Jane Haining to be commemorated in Holocaust Memorial Center

A Scot who died in Auschwitz is to be officially honoured in her adopted city 73 years after her death.

Jane Haining will be the focus of a new exhibition in the Holocaust Memorial Centre in Budapest, Hungary.

Spokesman Zoltan Toth-Heinemann said the Church of Scotland missionary, who refused to return home and gave up her life to protect Jewish school girls during the Second World War, was a “unique and important” figure.

But he admitted that the general telling of her story in Budapest had been “neglected” for too long.

Dunscore Haining
Dr Gabor Maklari and Zoltan Toth-Heinemann of the Holocaust Memorial Center in Budapest, Hungary pictured at a memorial cairn to Jane Haining near Dunscore Parish Church.

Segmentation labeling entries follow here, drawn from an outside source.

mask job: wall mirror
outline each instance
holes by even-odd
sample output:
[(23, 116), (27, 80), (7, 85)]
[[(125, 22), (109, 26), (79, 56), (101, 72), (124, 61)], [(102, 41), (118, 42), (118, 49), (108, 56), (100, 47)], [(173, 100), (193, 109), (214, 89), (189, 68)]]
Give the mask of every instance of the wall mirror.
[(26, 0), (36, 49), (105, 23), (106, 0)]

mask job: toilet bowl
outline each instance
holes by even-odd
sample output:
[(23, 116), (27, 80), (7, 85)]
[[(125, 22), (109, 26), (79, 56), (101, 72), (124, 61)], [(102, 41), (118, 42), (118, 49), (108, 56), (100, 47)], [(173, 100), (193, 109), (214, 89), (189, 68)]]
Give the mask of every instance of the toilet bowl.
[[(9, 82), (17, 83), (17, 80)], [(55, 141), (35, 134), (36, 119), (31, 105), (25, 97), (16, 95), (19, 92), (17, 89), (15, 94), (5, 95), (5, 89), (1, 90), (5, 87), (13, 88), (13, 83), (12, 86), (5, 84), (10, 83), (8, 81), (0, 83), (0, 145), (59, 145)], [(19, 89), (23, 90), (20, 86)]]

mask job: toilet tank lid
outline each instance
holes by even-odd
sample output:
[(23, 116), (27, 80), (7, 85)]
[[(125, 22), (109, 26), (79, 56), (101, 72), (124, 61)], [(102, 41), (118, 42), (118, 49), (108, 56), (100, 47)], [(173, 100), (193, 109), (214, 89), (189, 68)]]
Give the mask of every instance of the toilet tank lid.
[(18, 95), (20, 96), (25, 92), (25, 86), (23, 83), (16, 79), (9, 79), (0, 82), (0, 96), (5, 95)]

Mr Toth-Heinemann said he was determined to ensure that as many people as possible learn about the Scottish Mission boarding school matron, who was posthumously honoured by the UK Government for “preserving life in the face of persecution.”

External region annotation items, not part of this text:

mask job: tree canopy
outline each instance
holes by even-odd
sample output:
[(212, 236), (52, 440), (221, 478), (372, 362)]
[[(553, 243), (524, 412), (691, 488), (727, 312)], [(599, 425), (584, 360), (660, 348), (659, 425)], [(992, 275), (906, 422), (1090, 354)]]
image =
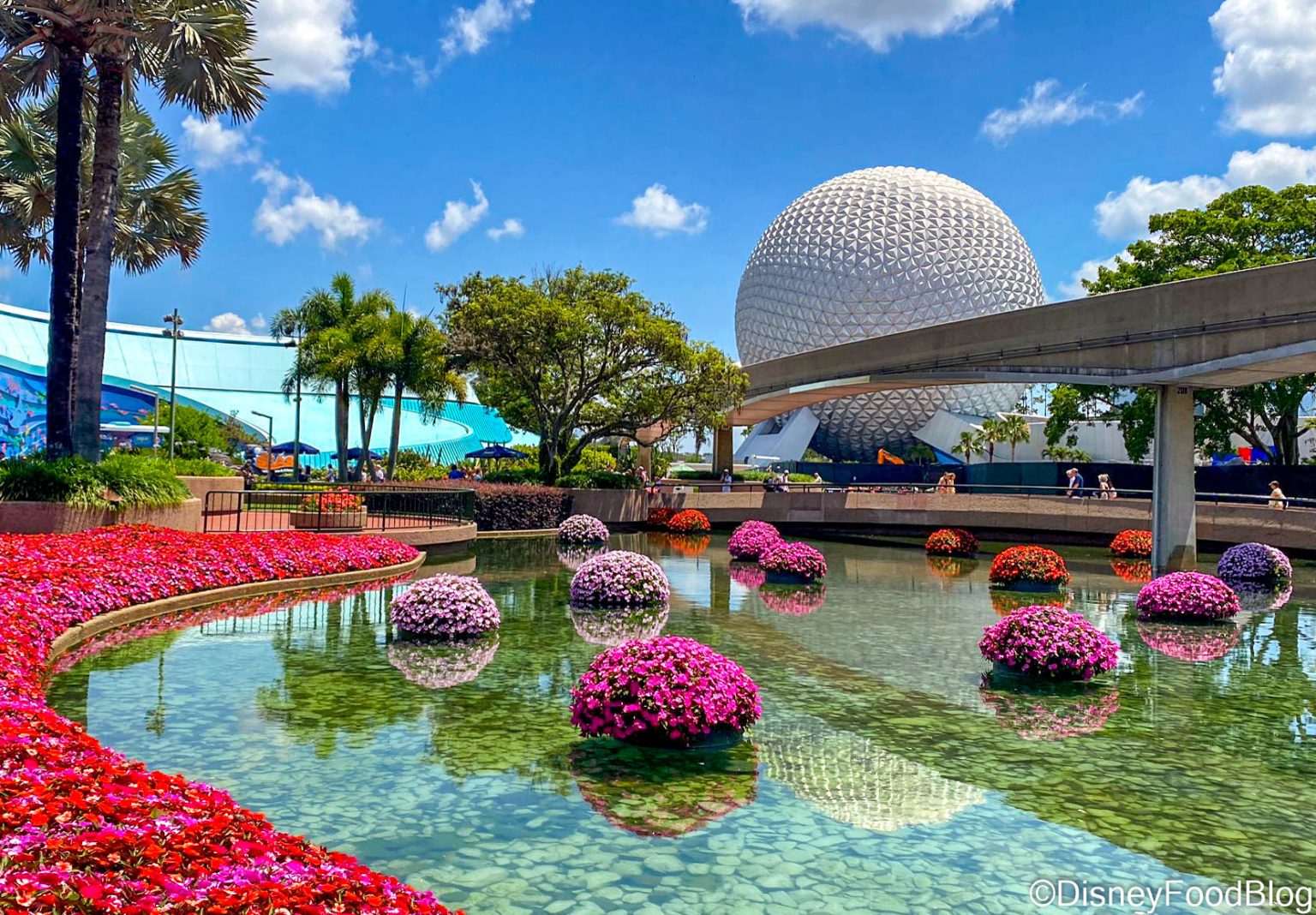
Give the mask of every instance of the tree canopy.
[(436, 288), (454, 365), (476, 373), (482, 400), (538, 433), (547, 483), (591, 442), (717, 425), (745, 394), (740, 366), (690, 340), (624, 274), (472, 274)]
[[(1152, 238), (1128, 246), (1113, 267), (1100, 267), (1083, 280), (1088, 295), (1170, 283), (1316, 257), (1316, 186), (1283, 191), (1241, 187), (1202, 209), (1177, 209), (1148, 220)], [(1198, 391), (1199, 448), (1232, 452), (1237, 436), (1255, 449), (1273, 446), (1275, 462), (1298, 463), (1298, 411), (1316, 386), (1316, 374), (1262, 384)], [(1146, 458), (1155, 432), (1155, 398), (1150, 390), (1115, 386), (1058, 384), (1051, 392), (1046, 441), (1066, 441), (1082, 419), (1113, 420), (1134, 461)], [(1069, 442), (1073, 444), (1073, 442)]]

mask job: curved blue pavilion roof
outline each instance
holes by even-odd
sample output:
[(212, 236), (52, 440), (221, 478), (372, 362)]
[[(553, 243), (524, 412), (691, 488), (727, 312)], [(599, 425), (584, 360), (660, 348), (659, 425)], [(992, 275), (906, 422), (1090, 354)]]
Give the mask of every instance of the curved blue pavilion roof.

Miss Haining, who grew up in Dunscore near Dumfries, was arrested and eventually taken to the Auschwitz-Birkenau extermination camp in Nazi-occupied Poland in 1944 where she died at the age of 47.

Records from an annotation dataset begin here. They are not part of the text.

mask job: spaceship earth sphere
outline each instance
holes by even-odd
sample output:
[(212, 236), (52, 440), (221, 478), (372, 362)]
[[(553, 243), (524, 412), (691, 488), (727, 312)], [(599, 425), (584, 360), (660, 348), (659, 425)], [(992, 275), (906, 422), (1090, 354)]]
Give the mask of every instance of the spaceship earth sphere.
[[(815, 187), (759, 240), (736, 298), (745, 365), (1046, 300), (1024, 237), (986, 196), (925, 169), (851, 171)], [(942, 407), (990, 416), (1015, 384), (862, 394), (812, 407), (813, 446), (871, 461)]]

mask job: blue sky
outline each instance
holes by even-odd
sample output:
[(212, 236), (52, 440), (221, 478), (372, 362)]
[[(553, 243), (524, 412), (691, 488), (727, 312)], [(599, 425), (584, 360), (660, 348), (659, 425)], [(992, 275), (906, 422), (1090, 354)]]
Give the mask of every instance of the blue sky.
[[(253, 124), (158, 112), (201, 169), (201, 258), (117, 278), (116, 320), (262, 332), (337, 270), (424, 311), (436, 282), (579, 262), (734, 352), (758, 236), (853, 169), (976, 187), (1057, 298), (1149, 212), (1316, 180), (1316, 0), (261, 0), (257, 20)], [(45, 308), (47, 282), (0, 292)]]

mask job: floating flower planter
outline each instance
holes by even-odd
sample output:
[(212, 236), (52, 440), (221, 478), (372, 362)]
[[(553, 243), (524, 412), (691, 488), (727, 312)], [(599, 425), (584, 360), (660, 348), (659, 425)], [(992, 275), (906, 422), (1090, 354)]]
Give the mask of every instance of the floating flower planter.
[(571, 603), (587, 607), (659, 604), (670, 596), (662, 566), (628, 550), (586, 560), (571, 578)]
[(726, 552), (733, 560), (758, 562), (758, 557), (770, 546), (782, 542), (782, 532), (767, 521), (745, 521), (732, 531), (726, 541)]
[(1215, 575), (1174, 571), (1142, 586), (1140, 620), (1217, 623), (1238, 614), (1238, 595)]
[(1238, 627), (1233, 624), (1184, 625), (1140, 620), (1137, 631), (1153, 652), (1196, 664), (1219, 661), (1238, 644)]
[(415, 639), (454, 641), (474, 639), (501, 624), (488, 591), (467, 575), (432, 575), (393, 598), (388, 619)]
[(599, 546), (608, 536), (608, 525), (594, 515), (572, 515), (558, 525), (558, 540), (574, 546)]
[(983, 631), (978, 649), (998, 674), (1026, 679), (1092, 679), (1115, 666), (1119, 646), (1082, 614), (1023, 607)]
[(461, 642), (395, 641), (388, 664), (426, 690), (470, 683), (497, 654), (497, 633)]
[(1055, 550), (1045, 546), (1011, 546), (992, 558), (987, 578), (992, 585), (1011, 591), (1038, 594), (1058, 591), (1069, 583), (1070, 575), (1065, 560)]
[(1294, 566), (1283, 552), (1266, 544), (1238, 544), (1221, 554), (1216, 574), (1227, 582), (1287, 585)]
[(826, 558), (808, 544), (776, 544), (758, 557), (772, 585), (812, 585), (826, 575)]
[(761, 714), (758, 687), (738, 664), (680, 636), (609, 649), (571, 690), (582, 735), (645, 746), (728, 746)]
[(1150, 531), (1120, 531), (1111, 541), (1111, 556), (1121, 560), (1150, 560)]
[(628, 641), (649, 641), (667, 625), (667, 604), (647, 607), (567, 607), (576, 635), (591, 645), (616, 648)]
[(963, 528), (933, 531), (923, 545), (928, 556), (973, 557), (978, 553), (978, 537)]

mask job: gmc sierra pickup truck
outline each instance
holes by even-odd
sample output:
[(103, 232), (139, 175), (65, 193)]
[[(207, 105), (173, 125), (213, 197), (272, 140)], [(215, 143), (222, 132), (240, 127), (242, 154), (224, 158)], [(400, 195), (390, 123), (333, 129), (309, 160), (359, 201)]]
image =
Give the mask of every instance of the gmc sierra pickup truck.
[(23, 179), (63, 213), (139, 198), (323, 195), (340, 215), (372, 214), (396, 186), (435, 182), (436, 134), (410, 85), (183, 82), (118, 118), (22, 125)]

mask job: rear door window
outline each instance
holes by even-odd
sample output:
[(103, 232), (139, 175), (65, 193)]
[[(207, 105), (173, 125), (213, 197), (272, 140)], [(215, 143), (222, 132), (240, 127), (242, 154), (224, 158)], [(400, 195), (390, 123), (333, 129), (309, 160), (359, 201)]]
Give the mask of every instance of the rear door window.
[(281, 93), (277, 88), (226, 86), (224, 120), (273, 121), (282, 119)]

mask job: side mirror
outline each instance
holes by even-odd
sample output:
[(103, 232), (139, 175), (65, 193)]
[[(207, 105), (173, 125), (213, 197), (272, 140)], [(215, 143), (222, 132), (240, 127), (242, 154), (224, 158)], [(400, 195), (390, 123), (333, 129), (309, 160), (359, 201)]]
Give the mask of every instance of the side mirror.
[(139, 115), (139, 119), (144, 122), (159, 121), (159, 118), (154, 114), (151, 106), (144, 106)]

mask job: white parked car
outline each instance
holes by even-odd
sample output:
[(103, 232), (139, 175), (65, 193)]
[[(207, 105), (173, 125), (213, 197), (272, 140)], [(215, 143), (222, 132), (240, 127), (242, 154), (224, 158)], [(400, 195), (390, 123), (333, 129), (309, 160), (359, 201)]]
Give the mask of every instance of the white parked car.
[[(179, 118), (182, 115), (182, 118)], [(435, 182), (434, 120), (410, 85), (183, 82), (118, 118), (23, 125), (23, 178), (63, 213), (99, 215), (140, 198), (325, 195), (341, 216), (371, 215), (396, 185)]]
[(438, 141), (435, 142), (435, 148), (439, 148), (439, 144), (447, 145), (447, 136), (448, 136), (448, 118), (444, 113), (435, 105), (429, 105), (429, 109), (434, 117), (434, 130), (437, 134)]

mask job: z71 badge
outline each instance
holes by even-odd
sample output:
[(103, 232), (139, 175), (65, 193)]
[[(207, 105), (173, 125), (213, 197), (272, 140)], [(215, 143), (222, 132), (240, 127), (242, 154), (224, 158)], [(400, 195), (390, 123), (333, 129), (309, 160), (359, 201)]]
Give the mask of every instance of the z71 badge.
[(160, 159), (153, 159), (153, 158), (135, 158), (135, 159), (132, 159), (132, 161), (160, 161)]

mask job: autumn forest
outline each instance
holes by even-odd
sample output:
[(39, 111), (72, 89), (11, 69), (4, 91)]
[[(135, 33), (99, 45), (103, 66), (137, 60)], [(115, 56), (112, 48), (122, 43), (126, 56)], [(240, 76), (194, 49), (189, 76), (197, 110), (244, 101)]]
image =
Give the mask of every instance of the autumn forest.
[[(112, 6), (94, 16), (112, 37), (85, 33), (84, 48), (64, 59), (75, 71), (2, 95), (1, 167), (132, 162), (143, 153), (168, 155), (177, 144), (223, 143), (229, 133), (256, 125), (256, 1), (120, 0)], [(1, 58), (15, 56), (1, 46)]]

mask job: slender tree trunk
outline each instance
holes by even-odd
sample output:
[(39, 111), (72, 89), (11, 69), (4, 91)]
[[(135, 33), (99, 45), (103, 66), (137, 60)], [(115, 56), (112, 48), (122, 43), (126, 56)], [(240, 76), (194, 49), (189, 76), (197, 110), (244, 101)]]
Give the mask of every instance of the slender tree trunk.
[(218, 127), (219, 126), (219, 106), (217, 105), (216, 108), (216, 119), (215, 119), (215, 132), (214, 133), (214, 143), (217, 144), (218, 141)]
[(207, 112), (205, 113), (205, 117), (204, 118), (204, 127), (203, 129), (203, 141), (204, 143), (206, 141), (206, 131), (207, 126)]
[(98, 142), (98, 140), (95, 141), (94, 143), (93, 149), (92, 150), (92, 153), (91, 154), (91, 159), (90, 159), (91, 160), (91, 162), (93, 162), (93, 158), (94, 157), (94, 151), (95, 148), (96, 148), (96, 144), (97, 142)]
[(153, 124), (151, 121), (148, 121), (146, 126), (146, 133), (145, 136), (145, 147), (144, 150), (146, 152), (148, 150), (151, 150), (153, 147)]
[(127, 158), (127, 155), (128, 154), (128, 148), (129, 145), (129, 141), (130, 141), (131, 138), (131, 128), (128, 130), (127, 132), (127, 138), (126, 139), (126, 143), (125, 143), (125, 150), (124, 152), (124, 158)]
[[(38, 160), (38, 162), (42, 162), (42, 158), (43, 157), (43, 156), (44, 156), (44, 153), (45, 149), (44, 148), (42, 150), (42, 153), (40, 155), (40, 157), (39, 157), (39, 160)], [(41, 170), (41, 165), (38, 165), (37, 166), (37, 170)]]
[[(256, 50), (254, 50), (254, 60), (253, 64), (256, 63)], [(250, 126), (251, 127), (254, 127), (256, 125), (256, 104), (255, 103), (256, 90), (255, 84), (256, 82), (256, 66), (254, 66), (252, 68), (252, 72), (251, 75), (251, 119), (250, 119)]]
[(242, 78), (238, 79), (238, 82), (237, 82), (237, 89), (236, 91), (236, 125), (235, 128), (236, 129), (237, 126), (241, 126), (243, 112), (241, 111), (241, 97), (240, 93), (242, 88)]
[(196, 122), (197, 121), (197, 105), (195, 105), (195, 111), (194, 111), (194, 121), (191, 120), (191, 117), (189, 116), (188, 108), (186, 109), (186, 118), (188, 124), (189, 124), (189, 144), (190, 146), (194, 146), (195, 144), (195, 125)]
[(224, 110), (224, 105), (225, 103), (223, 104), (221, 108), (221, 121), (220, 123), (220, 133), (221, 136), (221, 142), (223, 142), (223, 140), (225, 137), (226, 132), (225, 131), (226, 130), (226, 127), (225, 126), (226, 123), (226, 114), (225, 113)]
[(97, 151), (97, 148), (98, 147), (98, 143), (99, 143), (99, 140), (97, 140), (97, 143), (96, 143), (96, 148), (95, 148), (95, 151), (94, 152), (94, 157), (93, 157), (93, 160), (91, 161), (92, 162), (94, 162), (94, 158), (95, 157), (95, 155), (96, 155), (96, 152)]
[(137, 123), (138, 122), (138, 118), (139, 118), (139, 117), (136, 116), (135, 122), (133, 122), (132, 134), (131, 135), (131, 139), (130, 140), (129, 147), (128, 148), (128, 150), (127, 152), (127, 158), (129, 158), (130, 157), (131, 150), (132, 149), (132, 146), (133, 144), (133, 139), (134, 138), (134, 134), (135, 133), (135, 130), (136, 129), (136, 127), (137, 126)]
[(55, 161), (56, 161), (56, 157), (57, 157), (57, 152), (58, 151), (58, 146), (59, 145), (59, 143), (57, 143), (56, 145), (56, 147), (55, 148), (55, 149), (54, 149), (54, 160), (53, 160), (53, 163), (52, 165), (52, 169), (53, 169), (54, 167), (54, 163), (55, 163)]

Mr Toth-Heinemann and his colleague Dr Gabor Maklari visited Scotland this week to seek inspiration for the temporary exhibition, which is going on show in the autumn.

They visited Dunscore Parish Church, the National Library of Scotland and Queen’s Park Church in Glasgow, where the missionary worshipped before moving to Budapest in 1932.

Jane Haining
Jane Haining

Mr Toth-Heinemann said: “Jane Haining’s story is an important part of the Holocaust history in Budapest and sometimes, for the general public, it might be neglected.

“She was unique because all the other players – rescuers, victims and perpetrators – were local people.

“She was the only one who had the chance to choose if she would stay there and risk her life to save children or just leave and return to Scotland.


Mr Toth-Heinemann said the exhibition will help ensure that her memory is kept alive and “illustrate her heroism" to visitors.

“The primary objective will be the education of young people so they can learn that sometimes it is important to make a sacrifice,” he added.

“We have various items relating to her life –artefacts, photographs and documents – which will, along with testimonies from some of her former pupils, bring her story closer to visitors.”

A small exhibition about Jane Haining is on display in St Columba’s Church of Scotland in Budapest and in the school next door where she used to work.

Mr Toth-Heinemann said: “It is incredible to be in Dunscore to see where Jane grew up.

“I could not imagine the beauty of this place and would say that part of her strength came from the calmness and peacefulness of this area.”

Jane Haining
Happier times - Jane Haining and some of "her" girls at Lake Balaton in Hungary.

Fiona Malcolm, Faculty Head of Social Subjects at Braes High School in Polmont near Falkirk, said Jane Haining was a Scot whose story is one of “courage and sacrifice”.

“It is important that young Scottish people learn about her story, which is one that I teach to third year pupils.

“I am just back from an annual teacher training course organised by the Holocaust Educational Trust at Yad Vashem in Jerusalem.

“It was a privilege to see Jane Haining’s name in the Garden of Remembrance there.

“Dunscore is a beautiful, peaceful place and it breaks my heart that Jane ended her days in the hellhole that was Auschwitz.”


Rev Ian Alexander, Secretary of the Church of Scotland World Mission Council, said: “Jane Haining’s story is heart breaking but also truly inspirational.

“Scottish missionaries were advised to return home from Europe during the Second World War but Jane declined, writing 'if these children need me in days of sunshine, how much more do they need me in days of darkness’".

A heritage centre, which will in part tell the story of Miss Haining, is being created inside Dunscore Parish Church, which has a memorial cairn in her memory nearby.

Matthew Aitken
Matthew Aitken outside Dunscore Parish Church.

Matthew Aitken, a member of the team behind the project which is expected to be open in October, said: “It is going to be amazing and so many people from the church and the local community have been involved.

“Jane Haining’s story is just incredible.

“It is hard to put into words what she did and what she experienced.

“We hope that people come and see the material that we have and learn about her story for themselves.”